Prove that if $p$ and $q$ are distinct primes such that $pq\mid n^2$ then $pq\mid n$. Prove that if $p$ and $q$ are distinct primes such that $pq\mid n^2$ then $pq\mid n$.
My Attempt:
Assume that $pq\nmid n$. If $pq\nmid n$, then $p\nmid n$ or $q\nmid n$. Without loss of generality, assume that $p\nmid n$.
If $p\nmid n$, then $pq\nmid n^2$.
 A: First a quick lemma: If $(a,b)=1$ with $a\mid n$ and $b \mid n$, then $ab \mid n$.
Proof: Since $a \mid n$ and $b \mid n$, we have $n=ar$ and $n=bs$ for some $r,s \in \mathbb{Z}$. Since $(a,b)=1$, $ax+by=1$ for some $x,y \in \mathbb{Z}$, so 
\begin{align}
n=axn+byn=axbs+byar=ab(xs)+ab(yr)=ab(xs+yr),
\end{align}
so $ab \mid n$. 
Now it is easy to see via Euclid's Lemma that if $pq \mid n^2$, then $p \mid n$ and $q \mid n$, so since $p$ and $q$ are distinct primes, they are relatively prime, so $pq \mid n$ by our lemma. 
A: Remember euclids lemma... 
It does the job for me.
A: A proof by contraposition seems ideal here. 
Original claim: If $p$ and $q$ are distinct primes such that $pq\mid n^2$, then $pq\mid n$.
Contrapositive (equivalent claim): If $pq \nmid n$, then $pq\nmid n^2$.

Proof of contrapositive: First consider the Fundamental Theorem of Arithmetic (I assume you can use this result) which states the following:

Each integer greater than 1 can be written as a product of primes, and, except for the order in which these primes are written, this can be done in only one way.

By arranging the prime factors in increasing order, we see that each integer $n>1$ can be written in the form
$$
n = p_1^{e_1}p_2^{e_2}\ldots p_k^{e_k} = \prod_{i=1}^k p_i^{e_i}\quad (p_1 < p_2 < \cdots <p_k) \tag{1}
$$
where the primes $p_1,p_2,\ldots,p_k$ and the positive integers $e_1,e_2,\ldots,e_k$ are uniquely determined by $n$ (the form expressed in $(1)$ is thought of as the "prime decomposition" of $n$). 
Thus, assume the $n$ being considered in our problem is of the form presented in $(1)$. Given that $p$ and $q$ are distinct primes and that $pq\nmid n$, we can see that, at most, either $p$ or $q$ may be a factor of $n$ but not both (for example, if $p=2,q=5,n=2\cdot 3\cdot 7\cdot 11=462$, then we have that $pq=10$ and $n=462$ but $10\nmid 462$ even though $p$ is a factor of $n$ in this example).

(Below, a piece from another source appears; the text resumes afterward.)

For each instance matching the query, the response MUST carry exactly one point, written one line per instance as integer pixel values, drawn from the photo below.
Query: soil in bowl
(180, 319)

Consequently, we know that either $p$ or $q$ is a prime number that does not appear in the prime decomposition of $n$. 
Now consider the prime decomposition of $n^2$:
$$
n^2 = p_1^{e_1^2}p_2^{e_2^2}\ldots p_k^{e_k^2}.
$$
Notice that the prime numbers written out for $n$ are the same ones as those written out for $n^2$. Since one of $p$ or $q$ did not appear in the prime decomposition for $n$, whichever one did not appear in the prime decomposition of $n$ will be the same one that does not appear in the prime decomposition of $n^2$. That is to say, $pq \nmid n^2$, as desired. This concludes the proof.

Since the contrapositive has been proved, the original claim has been proved as well. The proof I gave above is not very clean and quite "hand-wavy", but I think it may be clearer than what else has been communicated perhaps.